A Novel Truncated Norm Regularization Method for Multi-channel Color Image Denoising

Due to the high flexibility and remarkable performance, low-rank approximation methods has been widely studied for color image denoising. However, those methods mostly ignore either the cross-channel difference or the spatial variation of noise, which limits their capacity in real world color image denoising. To overcome those drawbacks, this paper is proposed to denoise color images with a double-weighted truncated nuclear norm minus truncated Frobenius norm minimization (DtNFM) method. Through exploiting the nonlocal self-similarity of the noisy image, the similar structures are gathered and a series of similar patch matrices are constructed. For each group, the DtNFM model is conducted for estimating its denoised version.
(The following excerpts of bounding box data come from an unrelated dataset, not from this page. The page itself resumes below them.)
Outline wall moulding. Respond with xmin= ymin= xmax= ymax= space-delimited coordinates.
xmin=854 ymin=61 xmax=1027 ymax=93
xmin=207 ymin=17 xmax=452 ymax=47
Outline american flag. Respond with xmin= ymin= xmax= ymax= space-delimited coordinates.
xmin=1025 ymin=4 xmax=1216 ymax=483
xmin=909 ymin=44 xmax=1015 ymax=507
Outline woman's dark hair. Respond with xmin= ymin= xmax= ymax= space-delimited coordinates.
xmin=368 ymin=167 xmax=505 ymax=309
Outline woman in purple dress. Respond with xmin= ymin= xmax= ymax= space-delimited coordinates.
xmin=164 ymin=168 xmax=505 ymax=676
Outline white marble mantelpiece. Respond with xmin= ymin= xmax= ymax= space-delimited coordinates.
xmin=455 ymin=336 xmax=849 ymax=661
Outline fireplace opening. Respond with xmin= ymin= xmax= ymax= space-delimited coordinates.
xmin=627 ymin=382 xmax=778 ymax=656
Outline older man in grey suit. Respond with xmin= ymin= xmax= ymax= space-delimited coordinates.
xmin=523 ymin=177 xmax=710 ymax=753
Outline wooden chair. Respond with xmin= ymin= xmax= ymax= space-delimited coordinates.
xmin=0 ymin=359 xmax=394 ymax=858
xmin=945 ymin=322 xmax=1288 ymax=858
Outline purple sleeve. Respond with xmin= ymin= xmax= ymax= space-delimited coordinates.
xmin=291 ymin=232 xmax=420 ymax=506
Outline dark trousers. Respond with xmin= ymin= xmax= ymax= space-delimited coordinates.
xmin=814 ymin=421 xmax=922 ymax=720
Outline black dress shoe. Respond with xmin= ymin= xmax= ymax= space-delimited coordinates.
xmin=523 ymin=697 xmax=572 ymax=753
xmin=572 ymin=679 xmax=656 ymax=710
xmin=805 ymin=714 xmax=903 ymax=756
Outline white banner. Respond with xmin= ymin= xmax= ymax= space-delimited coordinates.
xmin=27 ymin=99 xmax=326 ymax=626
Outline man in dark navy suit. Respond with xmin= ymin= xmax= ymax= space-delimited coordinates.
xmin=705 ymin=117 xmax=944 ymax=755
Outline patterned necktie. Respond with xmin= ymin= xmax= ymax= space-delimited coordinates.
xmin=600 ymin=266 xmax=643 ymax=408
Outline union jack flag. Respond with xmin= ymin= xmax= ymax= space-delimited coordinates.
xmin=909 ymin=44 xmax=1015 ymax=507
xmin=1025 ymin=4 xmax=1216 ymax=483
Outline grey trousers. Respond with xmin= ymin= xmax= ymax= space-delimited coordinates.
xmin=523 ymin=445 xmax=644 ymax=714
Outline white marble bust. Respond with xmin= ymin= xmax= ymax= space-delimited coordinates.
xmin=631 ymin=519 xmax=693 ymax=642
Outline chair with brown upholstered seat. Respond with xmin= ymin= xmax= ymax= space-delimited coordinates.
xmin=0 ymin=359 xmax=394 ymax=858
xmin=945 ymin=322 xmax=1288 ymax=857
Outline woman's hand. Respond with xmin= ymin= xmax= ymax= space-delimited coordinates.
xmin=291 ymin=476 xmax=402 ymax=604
The denoised image would be obtained by concatenating all the denoised patch matrices. The proposed DtNFM model has two merits. First, it models and utilizes both the cross-channel difference and the spatial variation of noise. This provides sufficient flexibility for handling the complex distribution of noise in real world images. Second, the proposed DtNFM model provides a close approximation to the underlying clean matrix since it can treat different rank components flexibly. To solve the problem resulted from DtNFM model, an accurate and effective algorithm is proposed by exploiting the framework of the alternating direction method of multipliers (ADMM). The generated subproblems are discussed in detail. And their global optima can be easily obtained in closed-form. Rigorous mathematical derivation proves that the solution sequences generated by the algorithm converge to a single critical point. Extensive experiments on synthetic and real noise datasets demonstrate that the proposed method outperforms many state-of-the-art color image denoising methods.